Türkiye’nin üyeliği AB’nin geleceğinde bir mihenk taşıdır. Felsefi, siyasi, toplumsal, ekonomik vs. AB’nin geleceği büyük ölçüde bu karar çerçevesinde belirlenecektir. Türkiye karşısındaki her tavır bir AB vizyonuna tekabül etmektedir.

Türkiye karşıtlığında iki ana eğilim öne çıkıyor. Biri Hristiyan Avrupa isteyenlerdir. Nüfusu Müslüman Türkiye’ye Avrupa’da yer yoktur. Diğeri hızlı federalleşme arzulayanlardır. Büyük lokma Türkiye siyasi entegrasyonu zorlaştıracaktır.

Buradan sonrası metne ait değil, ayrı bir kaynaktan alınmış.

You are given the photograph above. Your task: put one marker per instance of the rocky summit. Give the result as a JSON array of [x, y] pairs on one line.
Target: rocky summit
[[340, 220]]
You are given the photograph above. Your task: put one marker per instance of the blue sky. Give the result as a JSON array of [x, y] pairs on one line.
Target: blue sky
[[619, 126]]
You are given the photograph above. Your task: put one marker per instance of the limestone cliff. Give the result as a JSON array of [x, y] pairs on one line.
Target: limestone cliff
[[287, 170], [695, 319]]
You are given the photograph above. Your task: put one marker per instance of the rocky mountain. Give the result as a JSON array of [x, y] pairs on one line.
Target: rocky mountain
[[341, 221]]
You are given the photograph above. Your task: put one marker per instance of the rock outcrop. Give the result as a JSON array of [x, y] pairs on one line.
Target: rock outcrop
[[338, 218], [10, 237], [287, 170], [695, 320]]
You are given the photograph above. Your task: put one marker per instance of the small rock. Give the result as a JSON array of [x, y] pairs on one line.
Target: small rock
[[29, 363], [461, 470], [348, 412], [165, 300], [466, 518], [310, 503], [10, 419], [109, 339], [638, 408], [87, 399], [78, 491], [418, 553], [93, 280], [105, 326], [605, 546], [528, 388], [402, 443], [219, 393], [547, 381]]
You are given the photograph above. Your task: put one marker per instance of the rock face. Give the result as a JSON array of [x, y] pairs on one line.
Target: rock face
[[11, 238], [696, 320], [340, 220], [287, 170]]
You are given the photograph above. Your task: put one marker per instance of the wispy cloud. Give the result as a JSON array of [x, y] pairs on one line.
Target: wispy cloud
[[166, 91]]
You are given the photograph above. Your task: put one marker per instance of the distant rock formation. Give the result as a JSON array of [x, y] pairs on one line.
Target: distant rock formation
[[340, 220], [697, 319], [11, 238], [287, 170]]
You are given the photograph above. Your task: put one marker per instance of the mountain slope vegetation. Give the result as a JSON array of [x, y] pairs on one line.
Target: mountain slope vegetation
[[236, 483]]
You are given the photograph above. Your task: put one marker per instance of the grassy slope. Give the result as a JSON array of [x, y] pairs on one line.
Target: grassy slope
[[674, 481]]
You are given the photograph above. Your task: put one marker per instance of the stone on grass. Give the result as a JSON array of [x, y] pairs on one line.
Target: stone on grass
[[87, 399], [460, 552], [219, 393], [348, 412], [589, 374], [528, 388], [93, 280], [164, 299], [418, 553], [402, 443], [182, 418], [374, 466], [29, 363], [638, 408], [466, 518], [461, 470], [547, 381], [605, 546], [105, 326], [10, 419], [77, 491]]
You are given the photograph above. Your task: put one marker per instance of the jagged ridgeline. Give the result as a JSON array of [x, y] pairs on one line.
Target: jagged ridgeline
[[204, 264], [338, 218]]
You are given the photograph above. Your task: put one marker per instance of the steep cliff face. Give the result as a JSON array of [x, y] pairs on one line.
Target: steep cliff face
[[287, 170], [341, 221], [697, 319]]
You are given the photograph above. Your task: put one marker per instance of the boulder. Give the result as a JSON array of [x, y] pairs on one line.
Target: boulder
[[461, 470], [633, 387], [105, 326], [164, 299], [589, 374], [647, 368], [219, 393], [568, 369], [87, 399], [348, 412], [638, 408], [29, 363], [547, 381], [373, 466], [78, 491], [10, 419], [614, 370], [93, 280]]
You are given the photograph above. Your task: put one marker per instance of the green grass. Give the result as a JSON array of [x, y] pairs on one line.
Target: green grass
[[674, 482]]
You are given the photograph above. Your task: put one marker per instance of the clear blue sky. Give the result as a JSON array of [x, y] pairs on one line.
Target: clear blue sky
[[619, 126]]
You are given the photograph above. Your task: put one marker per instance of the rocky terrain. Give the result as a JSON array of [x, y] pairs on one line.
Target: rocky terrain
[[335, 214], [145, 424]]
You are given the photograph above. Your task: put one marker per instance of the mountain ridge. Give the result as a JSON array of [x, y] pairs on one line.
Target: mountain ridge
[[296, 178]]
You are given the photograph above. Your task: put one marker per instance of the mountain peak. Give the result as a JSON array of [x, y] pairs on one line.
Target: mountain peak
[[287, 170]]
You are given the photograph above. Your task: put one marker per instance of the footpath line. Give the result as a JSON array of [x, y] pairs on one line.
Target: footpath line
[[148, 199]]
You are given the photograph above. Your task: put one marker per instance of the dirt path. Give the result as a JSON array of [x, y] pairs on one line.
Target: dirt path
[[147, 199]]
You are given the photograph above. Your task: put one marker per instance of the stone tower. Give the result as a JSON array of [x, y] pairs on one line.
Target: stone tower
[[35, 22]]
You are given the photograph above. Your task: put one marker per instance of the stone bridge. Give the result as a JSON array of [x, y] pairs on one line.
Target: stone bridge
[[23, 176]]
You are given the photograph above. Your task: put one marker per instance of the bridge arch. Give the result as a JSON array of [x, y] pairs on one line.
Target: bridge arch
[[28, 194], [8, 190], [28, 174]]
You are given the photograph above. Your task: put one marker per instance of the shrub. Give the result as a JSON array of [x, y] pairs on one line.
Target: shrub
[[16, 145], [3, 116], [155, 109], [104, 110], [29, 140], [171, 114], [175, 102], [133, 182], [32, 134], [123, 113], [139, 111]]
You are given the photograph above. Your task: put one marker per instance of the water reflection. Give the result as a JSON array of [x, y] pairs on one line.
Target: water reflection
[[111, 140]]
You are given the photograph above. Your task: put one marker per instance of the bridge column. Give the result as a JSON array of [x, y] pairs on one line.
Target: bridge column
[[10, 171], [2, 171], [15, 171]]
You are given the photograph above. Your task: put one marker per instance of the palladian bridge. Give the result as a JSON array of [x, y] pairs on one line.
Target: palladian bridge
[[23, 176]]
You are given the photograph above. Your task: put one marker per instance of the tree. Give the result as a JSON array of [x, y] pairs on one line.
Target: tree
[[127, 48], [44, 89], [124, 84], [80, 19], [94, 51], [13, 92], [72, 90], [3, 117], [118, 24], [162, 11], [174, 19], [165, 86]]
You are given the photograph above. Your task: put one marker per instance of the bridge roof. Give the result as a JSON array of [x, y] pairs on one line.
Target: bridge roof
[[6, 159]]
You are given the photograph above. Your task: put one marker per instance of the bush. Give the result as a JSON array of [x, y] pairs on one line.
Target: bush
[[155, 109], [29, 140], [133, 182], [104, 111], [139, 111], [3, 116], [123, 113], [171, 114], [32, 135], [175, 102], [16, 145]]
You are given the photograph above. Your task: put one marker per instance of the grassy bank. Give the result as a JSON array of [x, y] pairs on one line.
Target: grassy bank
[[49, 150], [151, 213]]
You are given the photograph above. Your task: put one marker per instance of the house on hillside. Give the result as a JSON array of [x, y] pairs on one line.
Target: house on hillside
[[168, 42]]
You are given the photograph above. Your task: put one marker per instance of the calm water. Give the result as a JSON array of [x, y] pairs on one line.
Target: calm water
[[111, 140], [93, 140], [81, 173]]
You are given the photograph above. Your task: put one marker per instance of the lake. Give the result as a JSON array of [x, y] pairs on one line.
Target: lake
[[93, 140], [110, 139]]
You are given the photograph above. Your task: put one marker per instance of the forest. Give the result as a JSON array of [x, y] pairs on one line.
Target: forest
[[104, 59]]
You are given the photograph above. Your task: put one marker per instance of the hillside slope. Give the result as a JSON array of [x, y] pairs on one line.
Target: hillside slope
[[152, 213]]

Türkiye’ye desteği bu iki eğilimin karşıtları vermektedir. Değerler Avrupası isteyenler için demokratik Türkiye mutlaka AB’ye katılmalıdır. Keza Türkiye’nin üyeliği gevşek birliği tercih edenler tarafından yararlı görülmektedir.

Bu mücadele nasıl biter? Ben iyimserim. Çünkü Türkiye karşıtları çağın ruhu ile çelişen bir zemine oturuyor. Bizlerin hayatını zorlaştıracakları kesindir. Ama Türkiye’nin üyeliğini engelleyecek manevi ve maddi gücü toparlayabilmeleri ihtimali bence yoktur.